FEP president Atilano Fleitas claimed that between 10,000 and 11,000 teachers gathered at the capital to demand the amplification of the national budget for education and a raise following the breakdown of talks with the government. The Finance Minister claims that there are no resources to meet the teachers’ demands. The FEP budget demand is for 43,000 million guaranties, about US$9.8 million.

The protesters marched from the downtown Plaza de la Democracia to the Finance Ministry and then to the National Congress, where they held a rally.

However, union officials later met at FEP headquarters, where they announced that they would put the strike on hold this week, giving the government until September 25 to respond to their demands.

United States

California warehouse workers strike, launch protest march

Some thirty workers at a warehouse in Loma Linda, California that stores and ships goods for Wal-Mart walked off the job September 12 and began a 6-day, 50-mile march to Los Angeles. The workers are protesting low wages and working conditions that include laboring inside containers in 100-degree heat without access to clean water.

The workers, who are attempting to organize under Warehouse Workers United, make as little as $8 an hour and are afflicted by worksite injuries. They are employed by a WareStaff, a temp agency, and NFI, which operates the warehouse.

This region of Southern California, which has sprouted many sweatshop warehouses, which serve as staging areas for imports from Asia, is known as the Inland Empire. Two class action lawsuits were filed over the past year against Schneider Logistics, one of the warehousing companies, charging them with illegal schemes to cheat workers out of overtime and shorting workers’ pay.

Workers strike California hotel over intimidation, working conditions

Hotel workers at the non-union Embassy Suites in Irvine, California walked off the job September 12 to protest escalating tactics by the management company Hostmark.
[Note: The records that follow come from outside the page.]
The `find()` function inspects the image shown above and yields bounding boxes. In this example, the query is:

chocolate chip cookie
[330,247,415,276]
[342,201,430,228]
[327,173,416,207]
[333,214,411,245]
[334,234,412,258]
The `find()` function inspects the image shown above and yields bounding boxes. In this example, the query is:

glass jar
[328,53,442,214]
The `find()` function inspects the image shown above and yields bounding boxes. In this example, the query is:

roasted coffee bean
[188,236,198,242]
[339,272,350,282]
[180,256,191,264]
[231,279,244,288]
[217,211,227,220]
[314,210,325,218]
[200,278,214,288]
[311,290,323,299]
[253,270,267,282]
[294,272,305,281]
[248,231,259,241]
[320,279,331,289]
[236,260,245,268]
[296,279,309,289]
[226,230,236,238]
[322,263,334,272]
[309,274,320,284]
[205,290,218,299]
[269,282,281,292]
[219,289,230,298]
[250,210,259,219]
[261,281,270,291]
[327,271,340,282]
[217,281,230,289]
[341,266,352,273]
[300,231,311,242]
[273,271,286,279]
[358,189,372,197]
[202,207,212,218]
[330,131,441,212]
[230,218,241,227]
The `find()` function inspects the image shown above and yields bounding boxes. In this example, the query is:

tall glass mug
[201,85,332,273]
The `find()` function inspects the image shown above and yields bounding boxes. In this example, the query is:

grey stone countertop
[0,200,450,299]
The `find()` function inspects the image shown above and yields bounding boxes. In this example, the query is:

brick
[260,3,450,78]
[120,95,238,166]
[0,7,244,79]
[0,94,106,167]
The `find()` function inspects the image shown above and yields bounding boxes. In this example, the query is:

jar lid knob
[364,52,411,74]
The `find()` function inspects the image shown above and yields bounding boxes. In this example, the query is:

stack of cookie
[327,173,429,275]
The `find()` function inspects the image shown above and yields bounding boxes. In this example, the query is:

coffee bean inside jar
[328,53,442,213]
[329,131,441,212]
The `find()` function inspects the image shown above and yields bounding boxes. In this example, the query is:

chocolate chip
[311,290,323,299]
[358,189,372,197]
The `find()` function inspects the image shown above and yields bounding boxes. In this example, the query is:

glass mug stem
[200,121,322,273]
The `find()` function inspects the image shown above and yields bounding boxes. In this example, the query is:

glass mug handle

Workers report multiple disciplinary filings and threats of firings by the company over workers wearing union buttons.

Embassy Suites brought in Hostmark after the previous company, HEI Hospitality, was cited for violating labor laws governing breaks. Full-time workers were denied compensation for loss of break periods and HEI received fines.

The latest clash is largely motivated by the overall poor working conditions, growing help care costs for workers and low wages.

UNITE HERE Local 11, which is seeking representation for the workers, has limited the struggle up to now to a boycott. Striking workers were dispatched to Pasadena where the Los Angeles County Employees Retirement Association was holding its monthly board meeting. The association is invested in an ownership fund for Embassy Suites.

Canada

Strike builds for B.C. University workers

Fifteen hundred support workers at the University of Victory on Vancouver Island are escalating their job action after their walkout on September 5, as two locals go out on strike this week to press for a new contract.

The workers, who have been without a contract for two years, are represented by the Canadian Union of Public Employees (CUPE) and include food service workers, housekeepers and skilled trades.

The University had offered no wage increase for two years in their last negotiation and 3.5 percent in the last two years of a four-year deal.

B.C. Government workers ban overtime

Also in the wake of their September 5 one-day walkout, government workers in British Columbia have instituted an indefinite ban on overtime work in the province in their bid to wrest a new contract from the provincial Liberals, after being without a contract since March.

The 26,000 workers involved in the action are members of the B.C. Government and Service Employees’ Union (BCGEU) who, along with other unionized government workers have had a running contract battle since the spring.

A central issue in the dispute remains wages, with the government offering just over half of what the union is demanding for workers who have not had a pay increase in over two years.